Scottsdale Sued Over Money Paid to Golf Course

Arizona Republic:  “Scottsdale is fighting a lawsuit filed by two residents who claim the city’s contribution toward improvements at the McDowell Mountain Golf Club constitutes an illegal subsidy. . . . John Washington, a former Scottsdale mayoral candidate, and Mark Stuart, a business owner, sued Scottsdale after the City Council signed off on a deal to contribute $1.5 million toward renovations at the north Scottsdale clubhouse.

Man Gets 5 Years in Prison for Arizona Mortgage Rescue Scam

Arizona Republic:  “Frank Becerra Campos, 66, of San Diego, and two other men ran advance-fee mortgage-rescue companies that collected at least $669,743 in up-front fees from more than 260 homeowners ‘in exchange for loan modification services they utterly failed to provide,’ according to court documents. . . . Under two business names, the men charged up-front fees ranging from $2,500 to $4,500 and promised homeowners their mortgage principal balance and monthly payments would be reduced by about 25 percent, a news release by federal prosecutors said. Court documents said, ‘Not a single homeowner received a reduction in the principal balance on their mortgage loan’.”

Radical Bunny Managers Lose 9th Circuit Appeal & Must Pay $3.7 Million Fraud Verdict

Azcentral.com:  “A federal appeals court has rebuffed a bid by the four managers of a bankrupt Arizona company to escape paying a $3.7 million verdict for securities fraud. . . . The judges also called it ‘undisputed’ that all four knew they were committing fraud by lying to investors about the nature of what they were getting. . . . The Arizona Corporation Commission earlier this year ordered Tom Hirsch, Harish Shah, and Howard and Berta ‘Bunny’ Walder, along with an affiliated entity, to pay $189.8 million in restitution and more than $4.6 million in administrative penalties for defrauding investors.”

The lawsuit arises from $190 million in investments made by an Arizona company called Radical Bunny, LLC, into a failed company called Mortgages, Ltd.

Bottom Line:  If you offer to sell or sell a security, you must comply with federal and state securities laws or a court will find you liable to repay the losses suffered by the investors.  See an experienced securities lawyer before you offer or sell a security such as stock or membership interests in a limited liability company when people are investing substantial amounts of money.

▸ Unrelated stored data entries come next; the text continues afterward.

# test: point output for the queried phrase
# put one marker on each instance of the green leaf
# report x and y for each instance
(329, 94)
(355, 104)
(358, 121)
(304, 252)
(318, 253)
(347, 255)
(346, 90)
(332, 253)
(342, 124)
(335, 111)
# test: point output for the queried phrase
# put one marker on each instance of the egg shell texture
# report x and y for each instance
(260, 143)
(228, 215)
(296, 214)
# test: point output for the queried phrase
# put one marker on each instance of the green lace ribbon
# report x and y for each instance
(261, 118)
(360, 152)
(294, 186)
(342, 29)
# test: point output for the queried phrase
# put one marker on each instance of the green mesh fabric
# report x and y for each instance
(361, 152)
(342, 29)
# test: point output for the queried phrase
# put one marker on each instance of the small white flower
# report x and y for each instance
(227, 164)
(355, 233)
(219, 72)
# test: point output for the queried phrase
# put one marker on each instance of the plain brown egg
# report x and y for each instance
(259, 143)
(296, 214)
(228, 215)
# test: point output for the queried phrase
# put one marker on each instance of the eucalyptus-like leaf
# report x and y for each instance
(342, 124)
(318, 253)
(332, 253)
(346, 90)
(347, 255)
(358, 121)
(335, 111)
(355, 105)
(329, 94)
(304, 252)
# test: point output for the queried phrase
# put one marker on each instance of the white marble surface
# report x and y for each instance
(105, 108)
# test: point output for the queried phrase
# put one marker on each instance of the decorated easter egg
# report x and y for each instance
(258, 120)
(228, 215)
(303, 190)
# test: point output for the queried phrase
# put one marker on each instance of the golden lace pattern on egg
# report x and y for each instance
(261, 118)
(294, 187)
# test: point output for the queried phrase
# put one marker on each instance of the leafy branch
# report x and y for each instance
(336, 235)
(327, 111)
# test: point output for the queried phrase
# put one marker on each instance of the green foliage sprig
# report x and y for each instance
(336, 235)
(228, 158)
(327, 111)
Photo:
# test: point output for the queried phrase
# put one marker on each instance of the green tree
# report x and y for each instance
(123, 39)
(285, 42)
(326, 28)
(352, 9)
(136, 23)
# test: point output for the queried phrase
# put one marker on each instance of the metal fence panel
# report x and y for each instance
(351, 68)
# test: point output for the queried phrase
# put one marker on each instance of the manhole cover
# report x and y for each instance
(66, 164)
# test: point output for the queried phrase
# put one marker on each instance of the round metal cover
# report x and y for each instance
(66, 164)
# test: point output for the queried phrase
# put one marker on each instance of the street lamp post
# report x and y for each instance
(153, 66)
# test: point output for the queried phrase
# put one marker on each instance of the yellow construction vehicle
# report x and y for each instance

Boomerang Home Buyers Increasing

Arizona like the rest of the country has suffered through the real estate bust.  Many prognosticators predicted that people who lost homes through foreclosures and short sales would be out of the real estate market for many years due to the bad credit that arises from defaulting on a home loan.  The good news is that the prognosticators may have been wrong.  A story in the Arizona Republic says:

“Thousands of new Phoenix-area homeowners are proving the experts wrong. These ‘boomerang buyers’ — so called by real-estate insiders because they were out of the market and have now come back — have returned as a major market force much earlier than expected. Many buyers are qualifying for a new loan only a few years after defaulting on their last mortgage.”